Integrantes do governo federal consultados sob reserva pela CNN acreditam que a UE (União Europeia) implementará em caráter provisório o acordo com o Mercosul assim que um dos países sul-americanos ratificar internamente o tratado.
A Comissão Europeia (espécie de Executivo do bloco) já dá sinais públicos de que está disposta a implementar provisoriamente o acordo — apesar do desgaste político que isso levará à presidente Ursula von der Leyen.
Como o custo político do movimento é alto, Von der Leyen só vai implementar o acordo provisoriamente após um dos sul-americanos aprová-lo. Essa é a avaliação dentro do governo brasileiro.
O acordo traz um mecanismo de vigência bilateral. Ou seja, se o Congresso Nacional, por exemplo, aprovar o tratado e a UE implementá-lo provisoriamente, os termos já podem começar a valer — dispensando o aval de outros sul-americanos.
A vigência provisória passou a ser considerada após o Parlamento Europeu levar os termos do acordo ao Tribunal da União Europeia. A avaliação da corte pode levar até dois anos e, no mínimo, atrasaria o tratado.

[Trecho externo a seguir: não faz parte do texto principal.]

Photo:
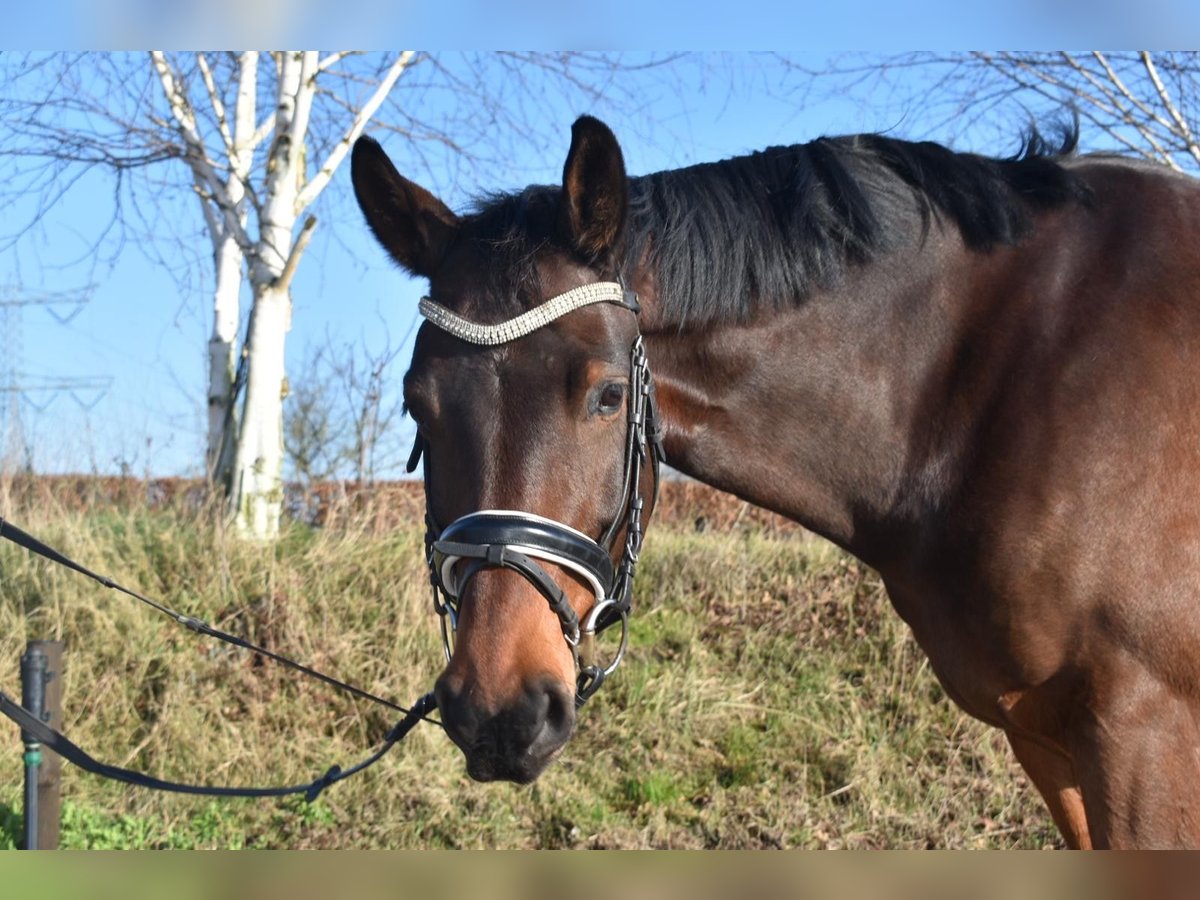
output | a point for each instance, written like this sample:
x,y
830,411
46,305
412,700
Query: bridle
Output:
x,y
522,541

Frente a isso, os sul-americanos acordaram que a resposta do Mercosul será avançar rapidamente com a tramitação interna. O processo está mais avançado na Argentina, onde o acordo já foi aprovado pela Câmara e segue para o Senado.
No Brasil, o plenário da Câmara se prepara para votar o tratado, após aprovação pelo Parlasul (Representação Brasileira no Parlamento do Mercosul).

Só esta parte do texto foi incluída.